Rajustements salariales pour certains itinéraires en particulier
Comme le mentionnaient nos bulletins précédents, dans son offre du 5 décembre dernier, l’employeur proposait qu’environ 65 % des montants disponibles en 2008 (4
millions $) servent à augmenter la portion salariale de certains itinéraires en Alberta, qui sont actuellement dotés par des entrepreneurs. Cette proposition patronale, qui a été présentée de
nouveau dans l’offre du 17 décembre, vise à régler un problème qui a été entièrement provoqué par l’incompétence de l’employeur en matière de gestion. Cette proposition vise à établir un
salaire minimum annuel d’environ 40 000 $ (selon une journée de travail de huit heures) pour les itinéraires indiqués par l’employeur. Une telle mesure ferait en sorte qu’il resterait
moins d’argent pour améliorer les salaires et les conditions de travail des autres membres de l’unité de négociation.

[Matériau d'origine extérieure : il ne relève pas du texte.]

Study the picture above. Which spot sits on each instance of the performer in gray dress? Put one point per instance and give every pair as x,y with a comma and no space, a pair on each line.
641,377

Le Syndicat a déjà rejeté une telle démarche dans le passé et proposé des
mesures de rechange pour régler ce problème créé par l’employeur.
Réponse du Syndicat
L’employeur a mentionné que les parties ne pourraient conclure une nouvelle convention collective que dans la mesure où celle-ci respecterait les « paramètres »
énumérés ci-dessus. Le Conseil exécutif national s’est réuni pour examiner l’offre patronale. Il a conclu que l’offre était très loin de fournir aux membres des droits et des avantages sociaux
semblables à ceux des autres travailleurs et travailleuses de Postes Canada et qu’elle ne fournissait aucune solution aux préoccupations et aux problèmes des membres.
Le Conseil exécutif national a par conséquent décidé qu’il fallait maintenant se préparer en vue de l’arbitrage. Nous avons déjà avisé l’employeur que le Conseil sera à
Ottawa jusqu’à la fin de la journée, le mercredi 19 décembre. Les membres du Conseil se réuniront mercredi pour se préparer en vue de l’arbitrage. Si l’employeur désire négocier, le Syndicat
est toujours disposé à retourner à la table de négociation pour essayer de négocier une convention collective. Nous ne voulons toutefois pas négocier tout seuls. Nous ne sommes pas non plus
disposés à laisser l’employeur continuer à traiter les membres FFRS comme des citoyennes et citoyens de deuxième classe en leur niant des droits fondamentaux ainsi que les conditions de travail
dont bénéficient tous les autres travailleurs et travailleuses syndiqués de Postes Canada.